Turkey has long served as a vital transit route for oil and gas, and the reopening of the pipeline is expected to have a significant impact on global oil supply.
The suspension of oil flows in the Iraq-Turkey pipeline began six months ago after an arbitration ruling by the International Chamber of Commerce (ICC) mandated that Turkey pay Baghdad damages for unauthorised exports that took place between 2014 and 2018.
Following the arbitration decision, Turkey initiated maintenance work on the pipeline, which plays a crucial role in providing approximately 0.5% of the world's crude oil supply.
To navigate the dispute, Baghdad and Ankara agreed to wait until a comprehensive maintenance assessment of the pipeline, which passes through a seismic zone, was completed before resuming oil flows. Simultaneously, the two nations have continued to engage in a legal battle concerning the arbitration awards.

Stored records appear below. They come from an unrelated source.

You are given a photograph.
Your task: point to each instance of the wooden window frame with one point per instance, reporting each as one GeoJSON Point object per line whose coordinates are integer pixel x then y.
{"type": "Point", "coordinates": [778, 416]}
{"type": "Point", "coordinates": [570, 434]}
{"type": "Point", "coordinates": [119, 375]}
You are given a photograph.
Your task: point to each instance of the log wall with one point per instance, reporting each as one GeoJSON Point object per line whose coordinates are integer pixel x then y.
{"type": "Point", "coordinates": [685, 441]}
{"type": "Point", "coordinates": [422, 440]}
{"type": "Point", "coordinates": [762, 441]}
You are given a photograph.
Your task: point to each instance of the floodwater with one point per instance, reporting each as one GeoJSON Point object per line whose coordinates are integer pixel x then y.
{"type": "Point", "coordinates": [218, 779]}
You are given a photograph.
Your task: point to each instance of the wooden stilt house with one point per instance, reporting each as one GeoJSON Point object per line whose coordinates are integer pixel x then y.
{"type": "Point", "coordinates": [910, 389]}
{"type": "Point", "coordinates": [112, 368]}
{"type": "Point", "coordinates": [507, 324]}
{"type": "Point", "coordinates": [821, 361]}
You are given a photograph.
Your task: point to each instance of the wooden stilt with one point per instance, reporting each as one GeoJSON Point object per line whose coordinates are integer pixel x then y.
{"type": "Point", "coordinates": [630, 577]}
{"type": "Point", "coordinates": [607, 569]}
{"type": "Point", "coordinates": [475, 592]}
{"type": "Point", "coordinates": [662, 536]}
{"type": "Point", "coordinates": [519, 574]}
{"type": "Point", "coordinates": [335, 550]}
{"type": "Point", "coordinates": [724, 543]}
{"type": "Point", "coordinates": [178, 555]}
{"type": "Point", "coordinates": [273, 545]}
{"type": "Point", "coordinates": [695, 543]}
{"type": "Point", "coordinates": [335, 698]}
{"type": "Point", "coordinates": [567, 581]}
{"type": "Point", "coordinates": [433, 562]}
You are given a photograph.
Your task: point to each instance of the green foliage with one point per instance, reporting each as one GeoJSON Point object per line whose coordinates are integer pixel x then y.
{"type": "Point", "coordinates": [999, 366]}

Last month, Minister Bayraktar had hinted at the possibility of Turkey pursuing legal action against Iraq, as Iraq maintained an outstanding enforcement case against Turkey related to the arbitration ruling.
The resumption of operations on the Iraq-Turkey crude oil pipeline marks a significant development in the energy landscape and is expected to bolster global oil markets. It also underscores the complex dynamics of international energy disputes and the critical role that arbitration plays in resolving such issues.